La Hayek ottenne la nomination all’Oscar nel 2003 per l’interpretazione di Frida Khalo, il film che le fece incontrare Weinstein. In un’intervista rilasciata al New York Times e pubblicata su La Stampa, definisce l’ex produttore della Miramax come “il mio mostro” per le violenze psicologiche che le inflisse durante la lavorazione del film. Quella che sembrava la grande occasione di una giovane attrice di talento si rivelò presto un incubo: “Ora sarebbe toccato a me dire di no. No ad aprirgli la porta a tutte le ore della notte. No a fare una doccia con lui. No a guardare mentre mi facevo la doccia. No a lasciare che mi facesse un massaggio. No a lasciare che un amico nudo mi facesse un massaggio”. I no le costarono ritorsioni e un mobbing che si concluse con l’imposizione di girare una scena di nudo ma oggi, dice Salma, “le donne parlano perché in questa nuova era possono farlo”.

La stampa estera ha celebrato la fine del silenzio che garantiva l”impunità maschile su violenze e reati spacciati per “esuberanza della virilità”.

Dieci giorni fa il Time ha scelto come Person of the year proprio il movimento #MeToo dedicando la copertina ad Ashley Judd, Taylor Swift, Susan Fowler, Adama Iwu e Isabel Pascua perché hanno rotto il silenzio sulle molestie e le violenze sessuali.
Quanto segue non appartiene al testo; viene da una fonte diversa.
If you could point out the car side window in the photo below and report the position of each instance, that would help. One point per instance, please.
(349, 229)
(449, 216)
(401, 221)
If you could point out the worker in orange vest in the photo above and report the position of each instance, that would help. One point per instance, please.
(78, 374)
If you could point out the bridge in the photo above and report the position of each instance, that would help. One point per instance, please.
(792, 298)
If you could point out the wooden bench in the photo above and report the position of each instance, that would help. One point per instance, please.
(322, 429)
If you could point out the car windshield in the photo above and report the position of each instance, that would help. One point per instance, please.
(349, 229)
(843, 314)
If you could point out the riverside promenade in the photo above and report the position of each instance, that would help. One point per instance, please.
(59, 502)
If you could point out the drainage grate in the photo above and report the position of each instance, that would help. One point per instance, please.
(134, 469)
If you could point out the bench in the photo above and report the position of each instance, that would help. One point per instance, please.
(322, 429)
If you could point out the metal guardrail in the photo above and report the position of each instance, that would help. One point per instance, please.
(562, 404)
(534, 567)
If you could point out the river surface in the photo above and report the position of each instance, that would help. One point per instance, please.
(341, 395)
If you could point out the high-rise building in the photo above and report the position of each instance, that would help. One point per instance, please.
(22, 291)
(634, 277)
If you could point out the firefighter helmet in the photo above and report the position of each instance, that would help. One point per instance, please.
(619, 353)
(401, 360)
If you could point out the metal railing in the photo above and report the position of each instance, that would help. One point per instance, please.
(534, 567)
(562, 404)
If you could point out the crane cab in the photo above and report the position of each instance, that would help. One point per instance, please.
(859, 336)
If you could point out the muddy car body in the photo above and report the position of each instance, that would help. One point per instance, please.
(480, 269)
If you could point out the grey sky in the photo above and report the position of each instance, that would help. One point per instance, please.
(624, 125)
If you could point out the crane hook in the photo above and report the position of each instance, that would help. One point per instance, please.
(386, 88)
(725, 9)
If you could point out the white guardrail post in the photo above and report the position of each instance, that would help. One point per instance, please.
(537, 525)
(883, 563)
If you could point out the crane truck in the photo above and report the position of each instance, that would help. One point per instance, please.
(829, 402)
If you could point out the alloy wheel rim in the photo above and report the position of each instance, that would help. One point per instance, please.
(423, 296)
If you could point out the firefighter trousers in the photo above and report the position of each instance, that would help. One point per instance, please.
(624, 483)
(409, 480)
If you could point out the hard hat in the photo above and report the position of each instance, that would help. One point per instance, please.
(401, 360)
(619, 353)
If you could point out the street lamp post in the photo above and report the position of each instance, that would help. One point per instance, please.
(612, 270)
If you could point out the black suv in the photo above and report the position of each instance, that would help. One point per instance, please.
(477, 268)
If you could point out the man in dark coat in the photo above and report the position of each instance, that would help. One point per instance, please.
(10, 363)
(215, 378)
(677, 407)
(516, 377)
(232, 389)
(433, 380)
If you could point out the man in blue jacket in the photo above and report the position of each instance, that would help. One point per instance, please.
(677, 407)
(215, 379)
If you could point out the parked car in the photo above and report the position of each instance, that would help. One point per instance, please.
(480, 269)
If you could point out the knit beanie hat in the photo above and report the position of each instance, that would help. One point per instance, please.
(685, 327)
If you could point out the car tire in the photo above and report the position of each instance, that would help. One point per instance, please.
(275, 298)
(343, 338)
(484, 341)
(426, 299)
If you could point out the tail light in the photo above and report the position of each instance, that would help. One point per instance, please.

Il Financial Times invece ha invece scelto Susan Flower per aver denunciato le molestie in Uber. I media internazionali hanno incoraggiato le donne a svelare le violenze come non hanno saputo o voluto fare quelli italiani. Anzi si sono sperticati in deprimenti articoli sessisti e privi di contenuti: sul Foglio, Camillo Langone ha paura delle streghe (le Menadi) e si lamenta della fine dell’eros, il suo collega Mattia Ferraresi scrive di guerra contro i maschi e Pier Luigi del Viscovo su Libero teme l’estinzione del genere umano. Altrove si sono screditate le vittime confondendo molestie e avances, ricatti sessuali e corteggiamento, violenze psicologiche e seduzione fino a rivolgere offese alle donne che hanno lanciato le accuse.

Oltre i nostri confini alcuni intoccabili sono finiti nell’occhio del ciclone. Negli Usa dopo Weinstein anche lo chef italo-americano Mario Batali; in Inghilterra, Michael Fallon, ministro della Difesa, membro del partito conservatore e del governo di Theresa May, è finito nella lista di 40 parlamentari che allungavano le mani. In Francia è toccato a Jean Lassalle, ex candidato centrista alle presidenziali francesi. Tanto per fare alcuni nomi. A casa nostra invece la valanga di rivelazioni che ha abbattuto il silenzio ha incontrato molte più resistenze. Ma il movimento #MeToo e #QuellaVoltaChe è stato un elemento di rottura anche nel nostro Paese: dopo le accuse che Asia Argento ha rivolto a Weinstein, alcune aspiranti attrici hanno accusato il regista Fausto Brizzi. Le voci delle donne non si fermano anche in Italia, nonostante tutto.

In questo contesto Bianca Berlinguer, il 12 dicembre scorso, ha ospitato Asia Argento a #CartaBianca per un faccia a faccia con chi l’aveva attaccata sui social e sui giornali. L’attrice italiana è stata messa ancora sotto processo per il comportamento che ha tenuto prima, dopo e durante la violenza con le solite dinamiche di colpevolizzazione. In studio Vladimir Luxuria e Pietro Senaldi, direttore di Libero le hanno rivolto le solite accuse, rimestando sbobba sessista e pregiudizi che il garbo di Andrea Scanzi, l’unico ad esprimere riflessioni sensate, non è stato in grado di arginare.

Non c’è stato spazio per un approfondimento su dati statistici e sul sommerso, sulle leggi tutelano chi è vittima di molestie sul lavoro, sulle dinamiche della violenza. A parte qualche carrellata su vergognosi titoli di giornale comparati con quelli di testate straniere non c’è stata una adeguata analisi sul livello culturale di un Paese che si è distinto col pessimo esempio del machismo di troppi direttori di testate. Tutto si è ridotto a una tifoseria pro o contro Asia Argento, riproponendo tutto ciò che era già avvenuto sui social e sulla stampa senza superare lo schema dettato dal pregiudizio.

Dobbiamo domandarci se il programma #CartaBianca abbia reso un buon servizio all’informazione sul fenomeno delle molestie sessuali. A me la risposta pare scontata: no.